Chances are when you were a kid you had a few Corgi, Matchbox, Hotwheels or lesser known brand diecast cars scattered around your room (remember Majorette?), ready at any time for a quick lap of the rug or desktop. And chances are that over time your collection gradually disappeared via destruction (intentional or otherwise), misplacement or simple disinterest as life redirected your focus elsewhere. Many folks leave it at that, but others reconnect later in life to this childhood fascination and re enter the world of scale vehicles, usually with a more deliberate focus.

 

The original toy cars that we grew up with are often popular collecting subjects if you can track them down, some of which are now quite valuable, especially if they survived intact and boxed. A 1971 purple Oldmobile 442 by Hotwheels can fetch up to $12,000, whilst a 1967 Matchbox Magirus Deutz Crane now goes for around $10,000.

The majority of old, used models can of course be picked up for a few dollars or less at second hand stores and markets, with nostalgia, not investment, often being the main purchasing motivation.

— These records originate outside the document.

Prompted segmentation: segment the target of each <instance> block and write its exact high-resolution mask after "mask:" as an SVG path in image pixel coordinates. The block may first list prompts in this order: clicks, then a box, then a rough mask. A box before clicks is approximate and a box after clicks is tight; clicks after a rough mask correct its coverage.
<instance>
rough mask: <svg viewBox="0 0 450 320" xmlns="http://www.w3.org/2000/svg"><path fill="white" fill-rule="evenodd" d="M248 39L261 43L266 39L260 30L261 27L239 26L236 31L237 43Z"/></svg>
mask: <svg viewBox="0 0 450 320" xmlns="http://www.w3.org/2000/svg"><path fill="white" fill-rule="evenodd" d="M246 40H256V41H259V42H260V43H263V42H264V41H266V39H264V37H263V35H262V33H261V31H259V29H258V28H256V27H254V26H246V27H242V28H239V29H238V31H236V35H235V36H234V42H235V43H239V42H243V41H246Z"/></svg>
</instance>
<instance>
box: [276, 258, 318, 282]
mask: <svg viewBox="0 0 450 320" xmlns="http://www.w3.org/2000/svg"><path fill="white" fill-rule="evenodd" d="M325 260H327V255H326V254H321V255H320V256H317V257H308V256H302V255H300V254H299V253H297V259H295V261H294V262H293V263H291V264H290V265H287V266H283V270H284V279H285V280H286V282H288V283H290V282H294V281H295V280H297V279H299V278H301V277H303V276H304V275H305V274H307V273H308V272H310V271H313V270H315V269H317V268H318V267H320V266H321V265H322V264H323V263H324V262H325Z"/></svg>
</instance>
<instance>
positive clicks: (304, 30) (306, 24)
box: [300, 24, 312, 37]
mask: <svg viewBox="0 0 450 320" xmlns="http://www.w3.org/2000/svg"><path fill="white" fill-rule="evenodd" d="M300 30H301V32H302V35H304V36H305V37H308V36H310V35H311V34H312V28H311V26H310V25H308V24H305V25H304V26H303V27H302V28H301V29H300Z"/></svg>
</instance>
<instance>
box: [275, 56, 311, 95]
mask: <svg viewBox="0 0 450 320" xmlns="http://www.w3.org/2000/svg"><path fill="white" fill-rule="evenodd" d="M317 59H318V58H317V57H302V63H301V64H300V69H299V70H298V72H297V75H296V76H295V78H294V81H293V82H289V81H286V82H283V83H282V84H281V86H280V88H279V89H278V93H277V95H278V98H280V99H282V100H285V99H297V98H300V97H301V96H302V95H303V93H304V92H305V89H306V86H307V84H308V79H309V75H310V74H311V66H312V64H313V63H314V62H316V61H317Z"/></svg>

If scale precision and detail drives your hobby, companies such as Burago, AutoArt and BBR Models now produce a huge range of vehicles from the past and present that exhibit a realism in miniature that makes your childhood toys look positively crude. Such examples often include detailed elements accurately replicating alloy and wire wheels, engine bays and interiors, and even seat belt buckles and door handles. Produced in scales ranging from 1/64 to 1/18 prices can start at $20 and rise to $1000 depending on quality and numbers produced.

So whether you’re chasing that long lost childhood1960’s Matchbox Ford GT, trying to fill the gaps in your early production Hotwheels muscle car collection, or simply want a large scale recreation of the latest Lamborghini for your office desk, chances are you’ll find what you’re looking for within the thriving diecast model hobby network.